Q. 苦いものが苦手な場合はどうすればいい?

A. 苦味が得意でない方は、無理に苦いものを食べる必要はありません。酸味のある梅干しや酢の物、柑橘類から試してみるのがおすすめです。人によって得意な味覚は違うので、「苦味も酸味もどちらも苦手」という場合は、無理に取り入れようとせず、温活(内臓を温めるケア)を中心に据えるだけでも十分な工夫になります。

Q. 何日くらい様子を見たら受診すべき?

A. 目安として、市販薬を2週間程度使っても症状が改善しない場合や、いったん治まってもすぐにぶり返す場合は、医療機関の受診が推奨されています。ピロリ菌感染など、市販薬だけでは対処できない原因が背景にあることもあります。

Q. 温めるケアと苦味・酸味のケア、どちらを優先すべき?

A. どちらか一方に絞る必要はありません。内臓を冷やさない工夫と、苦味・酸味で胃を動かす工夫は、それぞれ違う角度からのアプローチなので、組み合わせて取り入れるのがおすすめです。まずは続けやすそうな方から始めてみてください。
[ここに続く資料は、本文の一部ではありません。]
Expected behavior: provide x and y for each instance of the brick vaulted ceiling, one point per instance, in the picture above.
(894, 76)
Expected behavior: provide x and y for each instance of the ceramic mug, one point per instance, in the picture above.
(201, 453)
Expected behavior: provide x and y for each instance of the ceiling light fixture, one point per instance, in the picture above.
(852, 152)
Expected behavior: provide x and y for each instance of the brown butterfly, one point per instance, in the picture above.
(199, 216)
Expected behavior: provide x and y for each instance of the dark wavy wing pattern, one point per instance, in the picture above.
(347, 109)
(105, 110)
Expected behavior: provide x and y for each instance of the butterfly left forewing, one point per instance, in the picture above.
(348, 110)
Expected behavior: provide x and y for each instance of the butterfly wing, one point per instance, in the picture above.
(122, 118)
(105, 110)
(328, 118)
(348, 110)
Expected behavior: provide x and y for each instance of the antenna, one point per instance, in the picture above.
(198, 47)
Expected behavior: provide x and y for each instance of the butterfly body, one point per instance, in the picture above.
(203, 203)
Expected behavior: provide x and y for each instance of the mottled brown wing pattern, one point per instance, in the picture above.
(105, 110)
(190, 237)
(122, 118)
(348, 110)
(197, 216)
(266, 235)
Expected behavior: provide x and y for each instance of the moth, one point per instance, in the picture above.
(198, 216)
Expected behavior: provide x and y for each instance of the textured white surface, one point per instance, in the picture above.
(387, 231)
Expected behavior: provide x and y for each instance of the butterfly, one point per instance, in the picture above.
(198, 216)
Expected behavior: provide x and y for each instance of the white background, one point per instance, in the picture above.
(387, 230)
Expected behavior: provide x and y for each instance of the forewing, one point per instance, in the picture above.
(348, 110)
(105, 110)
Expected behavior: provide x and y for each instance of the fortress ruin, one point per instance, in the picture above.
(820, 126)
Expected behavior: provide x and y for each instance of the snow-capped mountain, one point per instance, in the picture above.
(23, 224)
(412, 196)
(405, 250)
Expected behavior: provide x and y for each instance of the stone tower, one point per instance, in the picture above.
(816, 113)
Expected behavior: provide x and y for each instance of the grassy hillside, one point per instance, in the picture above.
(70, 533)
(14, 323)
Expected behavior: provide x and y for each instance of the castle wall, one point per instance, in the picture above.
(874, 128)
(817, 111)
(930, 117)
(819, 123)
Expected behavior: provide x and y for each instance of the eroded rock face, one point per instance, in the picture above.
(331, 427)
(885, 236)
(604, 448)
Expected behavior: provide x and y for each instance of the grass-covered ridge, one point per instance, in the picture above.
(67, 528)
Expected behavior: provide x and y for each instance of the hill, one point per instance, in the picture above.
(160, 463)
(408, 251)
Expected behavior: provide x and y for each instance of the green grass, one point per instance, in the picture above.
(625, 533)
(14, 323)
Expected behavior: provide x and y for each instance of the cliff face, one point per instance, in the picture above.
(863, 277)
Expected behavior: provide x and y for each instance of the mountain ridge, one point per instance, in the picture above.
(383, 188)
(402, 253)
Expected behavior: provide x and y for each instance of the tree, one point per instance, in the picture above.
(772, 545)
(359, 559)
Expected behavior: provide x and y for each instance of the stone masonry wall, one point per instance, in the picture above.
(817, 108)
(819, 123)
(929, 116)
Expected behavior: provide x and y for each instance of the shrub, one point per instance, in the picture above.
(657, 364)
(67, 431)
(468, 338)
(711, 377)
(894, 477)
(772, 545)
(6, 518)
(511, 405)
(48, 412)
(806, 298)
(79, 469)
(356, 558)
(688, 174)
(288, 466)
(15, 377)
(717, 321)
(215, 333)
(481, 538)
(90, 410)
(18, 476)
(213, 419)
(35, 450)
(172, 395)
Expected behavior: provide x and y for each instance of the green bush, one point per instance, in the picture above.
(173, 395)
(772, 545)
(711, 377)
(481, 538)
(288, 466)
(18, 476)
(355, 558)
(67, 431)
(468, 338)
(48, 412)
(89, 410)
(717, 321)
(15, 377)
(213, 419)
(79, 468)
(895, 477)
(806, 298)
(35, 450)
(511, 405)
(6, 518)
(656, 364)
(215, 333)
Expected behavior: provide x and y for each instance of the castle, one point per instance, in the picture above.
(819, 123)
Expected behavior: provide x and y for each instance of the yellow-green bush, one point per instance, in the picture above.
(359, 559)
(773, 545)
Q. 制酸薬・H2ブロッカー・鎮痙薬、症状が複数ある場合はどれを選べばいい?

A. 「酸っぱいものが上がってくる」と「キリキリした痛み」の両方がある場合など、症状が複数あるときは自己判断で複数の薬を組み合わせるのではなく、薬剤師や登録販売者に症状をまとめて伝えたうえで選んでもらうのが安心です。成分が重複してしまう組み合わせを避けることにもつながります。